The Healing Truth of a Stranger

Our family suffered a terrible tragedy, the death of our son and Henry’s brother, David. David died of a drug overdose on 12/20/15. David was well into rehab at a very well regarded treatment center. By all accounts he was doing well. We had planned a visit to David two weeks after he died. Henry has been mourning the loss of his brother ever since.

Only yesterday (10/27/16) Henry told me (his mother) about the following as we were driving home from school. He had never mentioned any of this until yesterday.

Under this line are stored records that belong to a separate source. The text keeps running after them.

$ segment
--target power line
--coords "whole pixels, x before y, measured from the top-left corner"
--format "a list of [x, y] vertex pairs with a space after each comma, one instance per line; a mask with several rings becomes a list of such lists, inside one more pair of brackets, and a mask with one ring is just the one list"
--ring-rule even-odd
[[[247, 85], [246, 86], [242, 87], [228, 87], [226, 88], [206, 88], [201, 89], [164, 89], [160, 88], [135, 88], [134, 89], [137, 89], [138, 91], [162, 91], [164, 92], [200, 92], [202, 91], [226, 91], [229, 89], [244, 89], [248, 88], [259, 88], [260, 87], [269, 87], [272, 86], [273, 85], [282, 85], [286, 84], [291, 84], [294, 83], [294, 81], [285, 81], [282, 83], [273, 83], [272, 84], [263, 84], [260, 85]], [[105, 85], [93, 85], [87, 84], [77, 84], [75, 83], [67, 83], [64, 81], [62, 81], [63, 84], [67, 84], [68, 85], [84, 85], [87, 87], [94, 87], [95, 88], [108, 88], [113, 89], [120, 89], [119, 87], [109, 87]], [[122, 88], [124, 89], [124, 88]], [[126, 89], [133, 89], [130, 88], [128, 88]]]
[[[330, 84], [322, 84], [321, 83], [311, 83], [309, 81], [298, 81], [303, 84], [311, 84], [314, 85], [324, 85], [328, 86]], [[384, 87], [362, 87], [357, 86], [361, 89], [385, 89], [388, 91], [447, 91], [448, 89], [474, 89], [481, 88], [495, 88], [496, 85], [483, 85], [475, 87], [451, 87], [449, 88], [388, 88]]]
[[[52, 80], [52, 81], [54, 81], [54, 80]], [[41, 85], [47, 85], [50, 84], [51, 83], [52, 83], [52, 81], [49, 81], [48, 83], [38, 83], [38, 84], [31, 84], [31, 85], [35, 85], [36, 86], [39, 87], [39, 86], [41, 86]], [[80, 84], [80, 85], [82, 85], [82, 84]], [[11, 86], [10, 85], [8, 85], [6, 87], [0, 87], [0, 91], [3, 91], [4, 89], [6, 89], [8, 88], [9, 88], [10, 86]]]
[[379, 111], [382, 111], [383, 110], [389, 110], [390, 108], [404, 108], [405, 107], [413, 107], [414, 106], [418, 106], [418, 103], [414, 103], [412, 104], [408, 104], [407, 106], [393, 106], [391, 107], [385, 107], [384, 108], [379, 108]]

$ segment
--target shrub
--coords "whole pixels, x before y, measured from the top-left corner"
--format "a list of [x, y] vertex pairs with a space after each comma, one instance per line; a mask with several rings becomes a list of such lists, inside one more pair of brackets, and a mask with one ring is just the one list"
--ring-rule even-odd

The day after David died, Henry was understandably in search of meaning regarding losing David. He was browsing on Instagram and saw a post written by a young woman who was struggling with heroin addiction. Henry responded to her post with the following message, which he did not want me to share with others, but I can’t help it. It really represents the essence of Henry:

“My brother has been at rehab for a while and overdosed yesterday. It was a huge tragedy that my brother who is only 22 is gone, and I will never see him again even though he is with me spiritually. I know it will be very hard but you can beat the addiction. My brother was a great man and unlike some people I know that just because you use drugs it doesn’t make you a bad person. I know it is easier said than done, but I don’t want to see another person end up like him. It is your life, but I would hate to see a beautiful young woman like you fall asleep and never wake up. Never be afraid to tell anybody about your true self, we all have flaws. But for what it’s worth, I do not want to see another young person with their whole life ahead of them to let go of all of their dreams and aspirations in life. There are so many things my brother wanted to do….”

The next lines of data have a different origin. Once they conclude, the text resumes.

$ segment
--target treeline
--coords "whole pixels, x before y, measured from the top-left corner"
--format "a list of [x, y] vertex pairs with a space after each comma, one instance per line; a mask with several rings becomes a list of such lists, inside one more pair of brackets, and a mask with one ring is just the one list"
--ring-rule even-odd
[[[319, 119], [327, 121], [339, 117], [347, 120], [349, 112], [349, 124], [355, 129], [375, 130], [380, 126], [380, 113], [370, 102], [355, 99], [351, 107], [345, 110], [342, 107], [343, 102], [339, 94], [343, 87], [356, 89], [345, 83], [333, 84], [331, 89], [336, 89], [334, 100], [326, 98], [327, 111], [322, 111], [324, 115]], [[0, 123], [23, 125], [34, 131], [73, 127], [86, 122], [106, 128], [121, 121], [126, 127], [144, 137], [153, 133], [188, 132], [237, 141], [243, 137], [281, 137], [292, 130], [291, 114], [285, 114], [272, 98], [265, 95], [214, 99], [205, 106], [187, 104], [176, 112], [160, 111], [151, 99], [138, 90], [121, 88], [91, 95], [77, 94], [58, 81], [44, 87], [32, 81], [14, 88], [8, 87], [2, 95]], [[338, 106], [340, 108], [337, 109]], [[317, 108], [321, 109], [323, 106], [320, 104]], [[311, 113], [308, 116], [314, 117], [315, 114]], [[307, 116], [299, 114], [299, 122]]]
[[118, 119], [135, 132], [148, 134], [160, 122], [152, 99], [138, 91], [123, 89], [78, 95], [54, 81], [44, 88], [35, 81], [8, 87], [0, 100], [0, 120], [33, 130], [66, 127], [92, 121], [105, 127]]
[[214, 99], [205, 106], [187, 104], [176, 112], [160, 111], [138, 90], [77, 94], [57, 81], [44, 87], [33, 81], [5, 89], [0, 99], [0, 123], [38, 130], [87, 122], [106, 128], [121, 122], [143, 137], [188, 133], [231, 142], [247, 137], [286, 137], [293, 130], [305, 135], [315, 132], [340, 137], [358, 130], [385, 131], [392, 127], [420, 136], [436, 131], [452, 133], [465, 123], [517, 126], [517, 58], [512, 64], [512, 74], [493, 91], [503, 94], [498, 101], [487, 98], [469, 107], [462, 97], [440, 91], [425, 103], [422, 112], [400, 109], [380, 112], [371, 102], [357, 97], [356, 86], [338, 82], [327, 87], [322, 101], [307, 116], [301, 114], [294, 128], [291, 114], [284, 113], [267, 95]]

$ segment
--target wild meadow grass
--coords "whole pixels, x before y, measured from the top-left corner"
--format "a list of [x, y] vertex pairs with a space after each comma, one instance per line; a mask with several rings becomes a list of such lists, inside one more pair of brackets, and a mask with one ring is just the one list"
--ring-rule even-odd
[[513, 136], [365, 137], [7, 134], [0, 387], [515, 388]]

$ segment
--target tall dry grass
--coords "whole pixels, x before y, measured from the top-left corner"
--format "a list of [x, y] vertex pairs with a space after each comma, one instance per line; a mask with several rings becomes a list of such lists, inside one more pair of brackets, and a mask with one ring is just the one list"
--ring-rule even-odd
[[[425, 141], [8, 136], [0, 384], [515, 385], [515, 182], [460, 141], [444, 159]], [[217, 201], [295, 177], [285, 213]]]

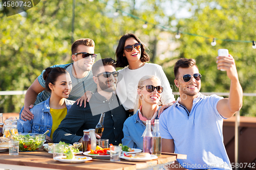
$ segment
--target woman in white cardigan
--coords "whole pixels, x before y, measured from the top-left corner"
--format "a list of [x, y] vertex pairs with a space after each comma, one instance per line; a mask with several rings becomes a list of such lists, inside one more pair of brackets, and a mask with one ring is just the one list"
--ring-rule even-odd
[[[150, 57], [145, 51], [145, 47], [135, 35], [127, 34], [121, 37], [116, 51], [117, 67], [124, 67], [118, 70], [119, 75], [123, 78], [117, 83], [116, 92], [123, 106], [130, 114], [133, 114], [138, 83], [145, 76], [154, 75], [160, 80], [164, 89], [160, 100], [163, 105], [169, 106], [175, 100], [162, 67], [156, 64], [147, 63]], [[163, 107], [161, 111], [166, 107]]]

The young woman responded on 10/26/16 to Henry:

“Hey remember this message? About a year ago … Just wanted to let you know that I’m off heroin. I got into rehab, I go to meetings and classes every week. I’m living back at home, and although your comment wasn’t what pushed me towards sobriety in itself-it always stayed with me. I told myself that I would get back to you when I got my shit together. And I know I am still very much a work in progress, there is one less addict on the street and you touched their life.”